MOAB0202 - Oral Abstract Session
Randomized trial of the bactericidal activity of 8-weeks treatment with moxifloxacin, Pa-824, and pyrazinamide in drug sensitive and multi-drug resistant tuberculosis
Presented by Daniel Everitt (United States).
D. Everitt1, R. Dawson2, A. Diacon3, D. Burger4, R. Schall5, C. Van Niekerk6, A. Conradie6, C. Mendel1
1Global Alliance for TB Drug Development, R&D, New York, United States, 2University of Cape Town, Division of Pulmonology, Department of Medicine, Cape Town, South Africa, 3Stellenbosch University and Task Applied Sciences, Department of Medical Biochemistry, Cape Town, South Africa, 4University of Free State, and Quintiles, Bloemfontein, South Africa, 5University of Free State, Department of Biostatistics, Bloemfontein, South Africa, 6Global Alliance for TB Drug Development, R&D, Pretoria, South Africa
Background: New regimens that are shorter, less costly, better tolerated, oral and compatible with anti-retroviral therapy are urgently needed to treat TB, especially multi-drug resistant (MDR) TB. Moxifloxacin (M), with the nitroimidazole Pa-824 (PA), and pyrazinamide (Z) had excellent bactericidal activity in patients with DS-TB over 14 days in a previous study.
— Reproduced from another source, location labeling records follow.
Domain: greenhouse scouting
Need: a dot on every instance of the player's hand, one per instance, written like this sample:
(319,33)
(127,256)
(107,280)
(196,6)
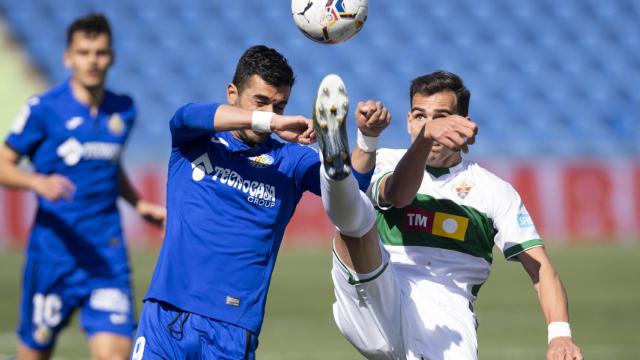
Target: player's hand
(563,348)
(372,117)
(152,213)
(293,129)
(454,132)
(53,187)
Methods: This was an 8 center open‐label clinical trial. We randomized smear positive patients with DS-TB in equal proportions to daily M 400 mg plus PA 100 mg plus Z 1500 mg (M-PA100-Z), to M 400 mg plus PA 200 mg plus Z 1500 mg (M-PA200-Z) or to weight-adjusted isoniazid (H), rifampicin (R), Z, and ethambutol (E) for 8 weeks of treatment. Patients with MDR‐TB received M-PA200-Z. The primary endpoint was the rate of change in colony forming units (CFU) from sputum on solid culture over 8 weeks. Five secondary endpoints included the change in the time to sputum positivity in liquid culture and median time to conversion to negative growth and % negative growth in solid and liquid culture at 8 weeks.
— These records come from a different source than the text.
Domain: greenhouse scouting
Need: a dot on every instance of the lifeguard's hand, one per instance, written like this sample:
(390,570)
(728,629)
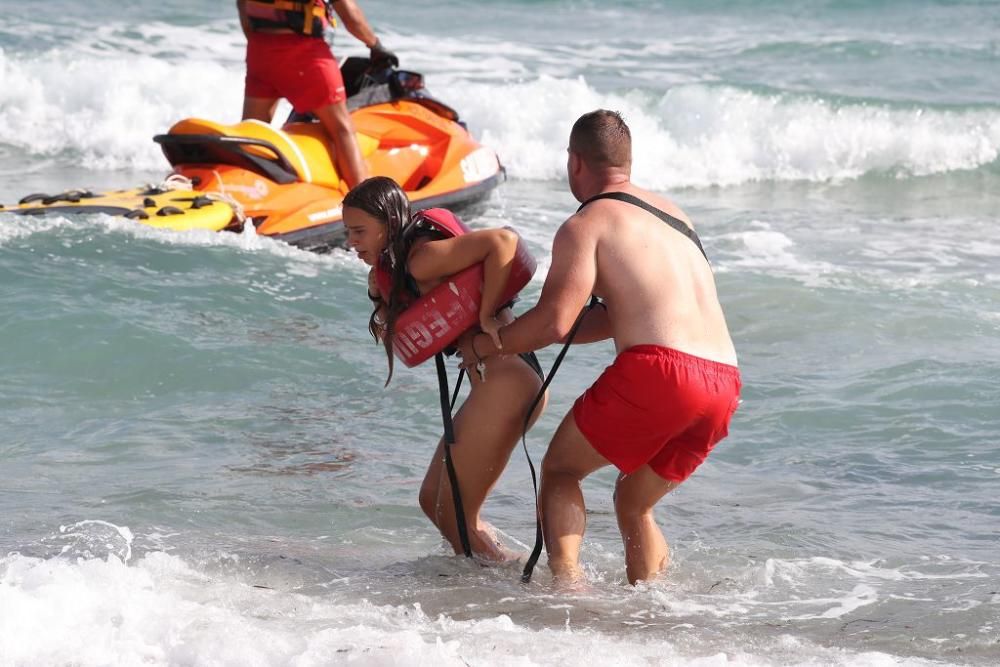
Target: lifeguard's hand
(382,57)
(465,350)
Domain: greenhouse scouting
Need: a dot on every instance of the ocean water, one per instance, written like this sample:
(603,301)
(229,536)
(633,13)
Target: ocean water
(199,464)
Results: We included 181 DS-TB and 26 MDR-TB subjects in the study. Nine MDR-TB subjects were included in the statistical analysis of the 8 week data, as many others were late exclusions for Z resistance; median age was 28 years, 35% were female, and 19.5% were HIV-infected. All 3 experimental treatment arms had greater average reductions in CFU counts than HRZE over 8 weeks, which was statistically significant for the M-PA200-Z arm (p< 0.05): Log CFU daily decreases of M-PA200-Z = 0.155 CI [0.133; 0.178], M-PA100-Z = 0.133 CI [0.109; 0.155], M-PA200-Z MDR = 0.117 CI [0.070; 0.174], and H-R-Z-E = 0.112 CI [0.093; 0.131]. M-PA200-Z was statistically significantly better than HRZE in 3 of 5 secondary outcome measures. The rate of decline in CFU over days 7-14 correlated highly with that over days 7-56, with correlation coefficients ranging from 0.90-0.98.
Conclusions: The M-Pa-Z regimen has active bactericidal activity against both DS-TB and MDR-TB that extends from 2 weeks through 2 months and is significantly greater than that of HRZE therapy in patients with DS TB.